Em carta de 1966 dirigida aos participantes do Festival de Pesaros, palco dos cinemas novos, o diretor homenageado diz que o "seu" cinema novo não trata das "patologias humanas"; se coloca contra os que "choram o progresso" e defende um programa de experimentação de linguagem e difusão de cultura à base de documentários históricos feitos para a TV.
Outros textos contidos no livro expressam teses polêmicas como a de que o cinema teria morrido, aprisionado por orçamentos milionários, pela produção da emoção fácil; ou que a ficção estaria esgotada, justificando o movimento em direção a um programa didático.
Rossellini tinha para a televisão um projeto enciclopédico. O diretor realizou seriados "macro", filmados em 35 mm, que tratam da história geral da humanidade.
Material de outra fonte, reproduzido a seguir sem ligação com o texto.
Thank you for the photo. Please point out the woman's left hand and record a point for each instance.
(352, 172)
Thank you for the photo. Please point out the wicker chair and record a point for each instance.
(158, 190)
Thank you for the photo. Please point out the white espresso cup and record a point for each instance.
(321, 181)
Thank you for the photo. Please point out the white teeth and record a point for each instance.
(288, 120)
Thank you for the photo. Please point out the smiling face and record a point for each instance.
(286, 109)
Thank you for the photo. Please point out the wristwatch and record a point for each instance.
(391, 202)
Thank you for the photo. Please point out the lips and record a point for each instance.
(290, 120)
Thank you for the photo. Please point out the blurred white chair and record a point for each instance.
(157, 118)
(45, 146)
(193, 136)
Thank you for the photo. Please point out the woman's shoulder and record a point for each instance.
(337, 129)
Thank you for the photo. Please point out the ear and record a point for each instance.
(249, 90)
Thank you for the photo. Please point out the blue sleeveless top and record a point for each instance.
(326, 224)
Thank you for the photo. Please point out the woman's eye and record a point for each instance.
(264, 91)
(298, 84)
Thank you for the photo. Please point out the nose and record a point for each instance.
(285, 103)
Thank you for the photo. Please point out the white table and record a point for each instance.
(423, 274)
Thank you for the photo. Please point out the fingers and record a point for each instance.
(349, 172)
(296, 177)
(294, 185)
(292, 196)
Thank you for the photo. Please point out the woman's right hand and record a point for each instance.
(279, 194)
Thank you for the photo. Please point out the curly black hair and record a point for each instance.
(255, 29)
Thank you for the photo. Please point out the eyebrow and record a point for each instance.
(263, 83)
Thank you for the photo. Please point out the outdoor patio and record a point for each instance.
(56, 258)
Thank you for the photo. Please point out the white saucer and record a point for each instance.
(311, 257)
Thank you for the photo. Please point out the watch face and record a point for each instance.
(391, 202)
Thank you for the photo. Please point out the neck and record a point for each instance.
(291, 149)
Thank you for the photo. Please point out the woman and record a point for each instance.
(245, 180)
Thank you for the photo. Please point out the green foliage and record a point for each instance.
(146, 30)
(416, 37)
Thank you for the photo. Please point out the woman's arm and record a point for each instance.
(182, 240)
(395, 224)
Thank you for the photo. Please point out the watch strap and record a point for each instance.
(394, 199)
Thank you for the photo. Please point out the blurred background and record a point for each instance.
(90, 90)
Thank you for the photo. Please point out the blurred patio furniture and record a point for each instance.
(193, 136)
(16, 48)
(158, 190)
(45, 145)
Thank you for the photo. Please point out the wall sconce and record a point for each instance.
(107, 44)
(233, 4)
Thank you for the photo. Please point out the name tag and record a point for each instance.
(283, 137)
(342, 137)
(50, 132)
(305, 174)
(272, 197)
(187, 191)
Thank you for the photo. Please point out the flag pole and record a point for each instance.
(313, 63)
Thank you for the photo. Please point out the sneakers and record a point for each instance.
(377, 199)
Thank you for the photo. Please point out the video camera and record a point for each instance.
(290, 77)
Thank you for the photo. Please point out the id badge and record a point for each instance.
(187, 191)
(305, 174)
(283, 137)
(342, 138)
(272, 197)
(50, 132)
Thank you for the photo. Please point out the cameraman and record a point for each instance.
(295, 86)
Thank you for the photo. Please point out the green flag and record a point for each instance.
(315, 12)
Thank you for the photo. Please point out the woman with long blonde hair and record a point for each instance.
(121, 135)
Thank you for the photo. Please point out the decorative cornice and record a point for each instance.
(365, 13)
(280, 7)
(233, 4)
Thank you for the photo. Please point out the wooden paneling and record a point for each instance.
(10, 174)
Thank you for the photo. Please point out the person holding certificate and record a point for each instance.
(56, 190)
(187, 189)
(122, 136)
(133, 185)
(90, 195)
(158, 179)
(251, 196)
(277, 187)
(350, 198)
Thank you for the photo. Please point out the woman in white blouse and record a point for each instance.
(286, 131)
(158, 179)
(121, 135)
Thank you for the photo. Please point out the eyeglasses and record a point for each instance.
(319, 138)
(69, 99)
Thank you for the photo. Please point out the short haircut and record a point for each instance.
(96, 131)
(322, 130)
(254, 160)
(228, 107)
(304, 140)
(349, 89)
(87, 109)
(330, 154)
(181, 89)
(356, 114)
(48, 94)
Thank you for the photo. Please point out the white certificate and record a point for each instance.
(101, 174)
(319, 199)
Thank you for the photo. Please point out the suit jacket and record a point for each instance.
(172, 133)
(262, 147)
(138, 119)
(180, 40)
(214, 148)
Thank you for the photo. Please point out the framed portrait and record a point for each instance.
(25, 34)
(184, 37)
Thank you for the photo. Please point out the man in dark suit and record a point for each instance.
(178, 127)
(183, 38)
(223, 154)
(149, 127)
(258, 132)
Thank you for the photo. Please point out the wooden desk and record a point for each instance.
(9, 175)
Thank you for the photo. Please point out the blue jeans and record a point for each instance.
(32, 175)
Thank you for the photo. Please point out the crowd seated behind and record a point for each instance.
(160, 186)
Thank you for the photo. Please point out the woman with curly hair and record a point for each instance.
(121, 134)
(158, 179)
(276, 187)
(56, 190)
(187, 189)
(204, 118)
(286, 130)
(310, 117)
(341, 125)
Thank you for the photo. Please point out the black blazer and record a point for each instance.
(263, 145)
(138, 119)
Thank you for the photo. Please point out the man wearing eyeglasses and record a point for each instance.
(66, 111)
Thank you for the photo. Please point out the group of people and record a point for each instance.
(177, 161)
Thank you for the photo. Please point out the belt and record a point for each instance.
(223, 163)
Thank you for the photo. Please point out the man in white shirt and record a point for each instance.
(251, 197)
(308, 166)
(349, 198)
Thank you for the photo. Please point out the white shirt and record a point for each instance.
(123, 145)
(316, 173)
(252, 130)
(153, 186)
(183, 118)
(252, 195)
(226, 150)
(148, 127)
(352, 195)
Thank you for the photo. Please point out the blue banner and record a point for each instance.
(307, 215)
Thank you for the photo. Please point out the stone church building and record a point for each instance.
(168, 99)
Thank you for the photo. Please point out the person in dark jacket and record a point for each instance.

Esses trabalhos seriam complementados por obras pontuais sobre períodos, lugares ou personalidades específicas.
A TV e o cinema seguiram o rumo oposto. As produções alternativas de Rossellini não repercutiram.
As questões que o diretor levantou permanecem, no entanto, sem respostas.
Filmes e seriados resultantes desse projeto "civilizador", como "A Era de Cosme de Médicis", "Sócrates" ou "A Índia Vista por Rossellini", entre outros, podem ser vistos até domingo no Centro Cultural São Paulo (r. Vergueiro, 1.000, tel. 0/xx/11/3277-3611); até sexta-feira no Cinusp (r. do Anfiteatro, 181, tel. 0/xx/11/3091-3540) e até amanhã no Cinesesc (r. Augusta, 2.075, tel. 0/xx/11/3082-0213). Vale conferir a programação dessa mostra.